Prefeitura de Jerusalém cancelou votação de solicitações para construir habitações em assentamentos situados em áreas capturadas na Guerra dos Seis Dias; membro de comitê disse que premiê Binyamin Netanyahu aguardará discurso do secretário de Estado dos EUA sobre o conflito entre israelenses e palestinos

O Estado de S. Paulo

28 Dezembro 2016 | 09h19

JERUSALÉM - A prefeitura de Jerusalém cancelou uma votação prevista para esta quarta-feira, 28, a respeito de solicitações para construir quase 500 casas novas para israelenses em Jerusalém Oriental, afirmou uma autoridade municipal, depois que os planos provocaram críticas dos Estados Unidos em meio a uma disputa acirrada a respeito dos assentamentos.

O assentamento proposto é parte de uma atividade de construção que na sexta-feira passada o Conselho de Segurança da Organização das Nações Unidas (ONU) exigiu ser interrompida por meio de uma resolução tornada possível graças à abstenção dos EUA - que poderia vetar a iniciativa - na votação.

"O primeiro-ministro de Israel, Binyamin Netanyahu, pediu que a decisão seja adiada", disse Hanan Rubin, membro do Comitê de Planejamento e Habitação de Jerusalém, horas antes de o secretário de Estado americano, John Kerry, fazer um discurso no qual irá delinear sua visão para o fim do conflito entre israelenses e palestinos. Um porta-voz de Netanyahu não comentou de imediato.
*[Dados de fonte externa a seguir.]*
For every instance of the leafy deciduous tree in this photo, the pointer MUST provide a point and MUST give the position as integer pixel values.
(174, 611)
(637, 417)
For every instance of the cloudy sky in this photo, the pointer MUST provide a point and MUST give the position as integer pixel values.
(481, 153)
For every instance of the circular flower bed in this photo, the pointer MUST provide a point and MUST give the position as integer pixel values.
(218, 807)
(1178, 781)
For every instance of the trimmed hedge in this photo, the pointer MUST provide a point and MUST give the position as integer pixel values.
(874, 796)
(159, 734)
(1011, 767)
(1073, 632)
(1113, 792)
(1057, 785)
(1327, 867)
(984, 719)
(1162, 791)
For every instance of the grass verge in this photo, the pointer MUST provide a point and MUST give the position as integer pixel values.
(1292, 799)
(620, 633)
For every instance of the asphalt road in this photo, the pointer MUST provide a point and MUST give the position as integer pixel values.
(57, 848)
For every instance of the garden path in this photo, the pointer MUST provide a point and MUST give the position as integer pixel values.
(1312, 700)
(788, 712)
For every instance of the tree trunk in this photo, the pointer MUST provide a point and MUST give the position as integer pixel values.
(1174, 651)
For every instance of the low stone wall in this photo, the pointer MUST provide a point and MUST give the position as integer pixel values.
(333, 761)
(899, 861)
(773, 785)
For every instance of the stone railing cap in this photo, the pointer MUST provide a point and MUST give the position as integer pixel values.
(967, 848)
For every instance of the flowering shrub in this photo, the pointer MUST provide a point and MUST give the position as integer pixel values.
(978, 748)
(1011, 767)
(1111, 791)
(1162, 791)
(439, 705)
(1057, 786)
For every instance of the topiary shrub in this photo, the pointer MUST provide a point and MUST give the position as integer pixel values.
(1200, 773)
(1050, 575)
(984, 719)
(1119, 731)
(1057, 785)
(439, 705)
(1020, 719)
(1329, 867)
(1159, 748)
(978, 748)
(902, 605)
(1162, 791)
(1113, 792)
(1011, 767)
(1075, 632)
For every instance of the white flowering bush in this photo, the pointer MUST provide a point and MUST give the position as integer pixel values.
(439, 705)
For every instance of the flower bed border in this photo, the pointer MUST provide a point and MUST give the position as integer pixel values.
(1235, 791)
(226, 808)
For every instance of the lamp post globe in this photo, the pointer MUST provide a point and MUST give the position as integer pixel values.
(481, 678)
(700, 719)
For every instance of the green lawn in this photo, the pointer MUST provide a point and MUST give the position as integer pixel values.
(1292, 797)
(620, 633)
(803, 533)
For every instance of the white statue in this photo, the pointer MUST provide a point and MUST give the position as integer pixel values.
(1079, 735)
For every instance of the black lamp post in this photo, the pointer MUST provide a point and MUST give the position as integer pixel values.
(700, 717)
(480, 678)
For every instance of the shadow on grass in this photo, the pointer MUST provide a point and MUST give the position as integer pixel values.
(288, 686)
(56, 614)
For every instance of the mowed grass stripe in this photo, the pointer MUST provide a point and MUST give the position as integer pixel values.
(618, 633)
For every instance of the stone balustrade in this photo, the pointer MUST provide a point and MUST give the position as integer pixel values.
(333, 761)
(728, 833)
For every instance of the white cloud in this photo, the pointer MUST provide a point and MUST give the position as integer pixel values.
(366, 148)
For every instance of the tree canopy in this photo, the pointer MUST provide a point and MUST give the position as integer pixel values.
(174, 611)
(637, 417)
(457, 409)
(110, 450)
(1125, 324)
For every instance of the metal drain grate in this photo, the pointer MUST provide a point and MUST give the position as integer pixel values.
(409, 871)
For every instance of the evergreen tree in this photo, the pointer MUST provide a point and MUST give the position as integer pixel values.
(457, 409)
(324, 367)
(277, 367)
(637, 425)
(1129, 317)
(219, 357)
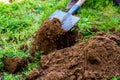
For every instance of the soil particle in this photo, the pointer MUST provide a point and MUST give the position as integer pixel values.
(1, 76)
(14, 64)
(23, 47)
(50, 37)
(97, 58)
(94, 29)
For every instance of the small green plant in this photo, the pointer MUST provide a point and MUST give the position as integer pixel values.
(115, 78)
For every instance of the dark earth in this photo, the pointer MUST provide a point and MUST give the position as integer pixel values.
(14, 64)
(66, 59)
(50, 37)
(94, 59)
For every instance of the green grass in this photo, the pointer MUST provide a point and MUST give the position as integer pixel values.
(19, 21)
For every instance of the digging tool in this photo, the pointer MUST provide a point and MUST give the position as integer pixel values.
(67, 19)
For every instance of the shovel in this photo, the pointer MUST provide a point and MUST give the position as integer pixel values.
(66, 18)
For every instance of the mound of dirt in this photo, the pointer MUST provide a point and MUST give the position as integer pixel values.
(97, 58)
(14, 64)
(1, 76)
(50, 36)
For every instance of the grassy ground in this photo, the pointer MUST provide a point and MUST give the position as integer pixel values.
(19, 21)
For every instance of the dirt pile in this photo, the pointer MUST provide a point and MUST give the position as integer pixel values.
(14, 64)
(50, 36)
(97, 58)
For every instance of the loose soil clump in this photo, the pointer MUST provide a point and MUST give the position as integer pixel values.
(97, 58)
(14, 64)
(50, 36)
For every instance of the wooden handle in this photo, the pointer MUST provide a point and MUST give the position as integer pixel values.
(80, 2)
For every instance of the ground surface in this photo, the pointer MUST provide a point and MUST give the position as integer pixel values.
(23, 27)
(97, 58)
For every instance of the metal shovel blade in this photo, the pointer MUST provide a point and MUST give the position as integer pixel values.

Rubin disse que 492 permissões de construção de casas para israelenses nos assentamentos urbanos de Ramot e Ramat Shlomo, situados em áreas que Israel capturou na Guerra dos Seis Dias de 1967 e anexou a Jerusalém, seriam submetidas a aprovação.

Na sexta-feira, Washington rompeu com uma política antiga de blindar Israel diplomaticamente e se absteve na votação da resolução no Conselho de Segurança da ONU, aprovada com o endosso de 14 países e nenhum voto contrário.

Kerry falará sobre a abstenção quando discursar no Departamento de Estado dos EUA às 14h (horário de Brasília) desta quarta-feira, disse um funcionário de alto escalão do departamento a repórteres na véspera. O discurso também tratará do que a fonte classificou como acusações "enganosas" de autoridades israelenses segundo as quais o governo do presidente dos EUA, Barack Obama, esboçou a resolução e impôs sua votação na ONU.

A votação sobre as novas permissões de construção foi retirada da pauta do comitê para a sessão "por causa do discurso de Kerry às 18h (hora local). O primeiro-ministro disse que, embora apoie as construções em Jerusalém, não temos que atiçar a situação ainda mais", declarou Rubin. O comitê se reúne regularmente e pode cogitar aprovar as permissões em uma data futura.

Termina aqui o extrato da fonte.